With this situation extending over time, there came a time when the use of robots gave more work than it took. Another reason that has led the company to make this decision is the obsolescence of many of them. Customers arriving at the hotel were accustomed to dealing with more advanced voice assistants, such as Alexa and Siri, and those found in the establishment seemed to fall short.

Originally, Hideo Sawada, CEO of Henn-na, thought about including the robots to counteract the performance problems that the establishment was going through. Its objective was to create the most productive and efficient hotel in the world, as explained in an interview with Vodafone ONE three years ago. "The rate for three- and four-star hotels is constantly rising and that increase in price is a problem for many tourists," he said then. "A situation like this can be solved by the robots, which would make the costs decrease and also make it more efficient in many ways." But it seems that not at all desired. His initiative earned him the recognition of Guinness World Records for being the first hotel managed entirely by machines but it has given him more problems than solutions.

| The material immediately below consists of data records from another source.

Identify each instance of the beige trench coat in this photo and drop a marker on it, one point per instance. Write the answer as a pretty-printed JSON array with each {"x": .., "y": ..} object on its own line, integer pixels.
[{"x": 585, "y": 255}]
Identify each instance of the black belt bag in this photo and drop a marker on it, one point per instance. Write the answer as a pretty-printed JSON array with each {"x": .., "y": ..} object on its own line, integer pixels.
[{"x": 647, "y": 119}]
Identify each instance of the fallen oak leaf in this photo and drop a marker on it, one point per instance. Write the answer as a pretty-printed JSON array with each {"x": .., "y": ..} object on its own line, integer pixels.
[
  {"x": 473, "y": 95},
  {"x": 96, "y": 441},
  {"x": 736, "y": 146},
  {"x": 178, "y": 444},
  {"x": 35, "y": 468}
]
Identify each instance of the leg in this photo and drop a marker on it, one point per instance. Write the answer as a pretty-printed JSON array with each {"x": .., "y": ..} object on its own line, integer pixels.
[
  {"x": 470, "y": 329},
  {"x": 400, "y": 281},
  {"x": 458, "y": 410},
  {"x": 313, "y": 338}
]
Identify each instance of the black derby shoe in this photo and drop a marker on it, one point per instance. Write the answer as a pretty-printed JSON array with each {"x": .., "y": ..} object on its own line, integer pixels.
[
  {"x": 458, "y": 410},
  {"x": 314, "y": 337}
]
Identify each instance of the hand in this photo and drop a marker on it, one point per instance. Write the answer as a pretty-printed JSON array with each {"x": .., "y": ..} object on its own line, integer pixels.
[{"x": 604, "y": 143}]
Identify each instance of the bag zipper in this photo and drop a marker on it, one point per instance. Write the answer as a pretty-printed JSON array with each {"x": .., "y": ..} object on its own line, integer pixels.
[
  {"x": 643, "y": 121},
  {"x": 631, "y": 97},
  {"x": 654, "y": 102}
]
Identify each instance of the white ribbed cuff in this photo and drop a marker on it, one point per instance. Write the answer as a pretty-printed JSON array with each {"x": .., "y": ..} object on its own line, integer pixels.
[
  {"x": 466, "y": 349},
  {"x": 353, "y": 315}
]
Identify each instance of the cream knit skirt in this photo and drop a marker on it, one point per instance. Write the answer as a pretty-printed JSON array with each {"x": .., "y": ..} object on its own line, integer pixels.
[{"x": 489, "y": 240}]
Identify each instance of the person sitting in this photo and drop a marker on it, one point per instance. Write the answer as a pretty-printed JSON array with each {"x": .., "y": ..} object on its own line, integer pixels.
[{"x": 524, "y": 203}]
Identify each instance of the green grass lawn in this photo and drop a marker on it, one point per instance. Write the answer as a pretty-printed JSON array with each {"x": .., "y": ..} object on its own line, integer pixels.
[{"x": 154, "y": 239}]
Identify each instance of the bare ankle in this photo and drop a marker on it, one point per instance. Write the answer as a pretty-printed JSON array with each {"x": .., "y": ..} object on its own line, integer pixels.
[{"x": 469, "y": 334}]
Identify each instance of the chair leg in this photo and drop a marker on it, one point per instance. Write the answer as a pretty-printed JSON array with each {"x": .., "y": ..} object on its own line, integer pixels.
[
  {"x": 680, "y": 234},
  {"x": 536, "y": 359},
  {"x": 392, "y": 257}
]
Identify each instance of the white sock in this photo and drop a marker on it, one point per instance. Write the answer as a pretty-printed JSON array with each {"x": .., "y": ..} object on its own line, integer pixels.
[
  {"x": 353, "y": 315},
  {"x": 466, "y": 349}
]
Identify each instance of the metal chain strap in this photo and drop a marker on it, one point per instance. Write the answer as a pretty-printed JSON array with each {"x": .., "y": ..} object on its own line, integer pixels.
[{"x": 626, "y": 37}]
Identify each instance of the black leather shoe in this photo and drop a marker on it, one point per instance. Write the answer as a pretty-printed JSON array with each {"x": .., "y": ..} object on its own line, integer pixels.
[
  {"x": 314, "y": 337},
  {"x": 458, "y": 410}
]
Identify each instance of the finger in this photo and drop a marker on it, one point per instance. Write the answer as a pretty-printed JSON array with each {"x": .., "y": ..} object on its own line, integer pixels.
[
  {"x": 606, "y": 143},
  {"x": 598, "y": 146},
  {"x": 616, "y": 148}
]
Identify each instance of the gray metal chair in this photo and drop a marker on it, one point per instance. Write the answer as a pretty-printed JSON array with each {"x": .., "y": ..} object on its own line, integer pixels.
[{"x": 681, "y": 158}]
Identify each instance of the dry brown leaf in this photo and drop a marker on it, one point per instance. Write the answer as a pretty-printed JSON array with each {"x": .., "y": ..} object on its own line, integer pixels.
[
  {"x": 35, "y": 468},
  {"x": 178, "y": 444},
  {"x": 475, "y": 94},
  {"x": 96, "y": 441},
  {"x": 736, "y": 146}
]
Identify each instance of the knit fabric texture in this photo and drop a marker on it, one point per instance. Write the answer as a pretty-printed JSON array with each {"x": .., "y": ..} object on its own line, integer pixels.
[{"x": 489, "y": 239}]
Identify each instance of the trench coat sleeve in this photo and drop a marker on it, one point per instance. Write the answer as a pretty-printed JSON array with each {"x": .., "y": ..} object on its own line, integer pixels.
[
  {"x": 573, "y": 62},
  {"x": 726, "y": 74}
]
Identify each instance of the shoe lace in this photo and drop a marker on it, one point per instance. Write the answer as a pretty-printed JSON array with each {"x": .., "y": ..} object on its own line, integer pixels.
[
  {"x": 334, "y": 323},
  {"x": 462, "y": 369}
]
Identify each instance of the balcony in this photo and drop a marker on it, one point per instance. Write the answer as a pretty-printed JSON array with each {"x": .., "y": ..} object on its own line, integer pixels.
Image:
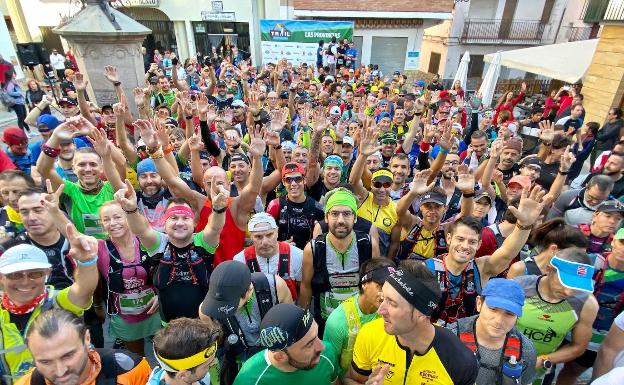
[
  {"x": 600, "y": 11},
  {"x": 503, "y": 31}
]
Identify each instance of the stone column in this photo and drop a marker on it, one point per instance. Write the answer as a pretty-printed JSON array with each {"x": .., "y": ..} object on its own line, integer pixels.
[
  {"x": 101, "y": 36},
  {"x": 603, "y": 85}
]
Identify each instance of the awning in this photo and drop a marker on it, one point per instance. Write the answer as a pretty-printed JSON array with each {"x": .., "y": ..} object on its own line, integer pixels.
[{"x": 563, "y": 61}]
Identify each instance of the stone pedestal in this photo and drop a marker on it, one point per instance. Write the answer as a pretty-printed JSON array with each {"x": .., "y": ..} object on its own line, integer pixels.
[
  {"x": 603, "y": 85},
  {"x": 101, "y": 36}
]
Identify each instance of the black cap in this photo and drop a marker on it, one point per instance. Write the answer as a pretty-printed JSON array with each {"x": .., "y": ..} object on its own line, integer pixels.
[
  {"x": 611, "y": 206},
  {"x": 283, "y": 325},
  {"x": 433, "y": 197},
  {"x": 228, "y": 283}
]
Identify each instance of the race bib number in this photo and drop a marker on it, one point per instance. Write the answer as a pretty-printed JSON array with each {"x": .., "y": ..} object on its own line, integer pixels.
[{"x": 135, "y": 303}]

  • Automation is not enough yet

Having to rehire human beings so that the hotel remains viable Highlights the current limits of automation. It also makes clear how far we are still that robots take away our work, even in customer service positions, which fill the lists of the most automated jobs in most studies on the subject.

But this is not enough reason to surrender. According The Wall Street Journal, Sawada says he maintains the idea of ​​having a hotel without human workers one day. But the Henn-na has taught him that there are many jobs that humans continue to perform better. "When you start using a robot you realize that there are places where, simply, they are not necessary," he says.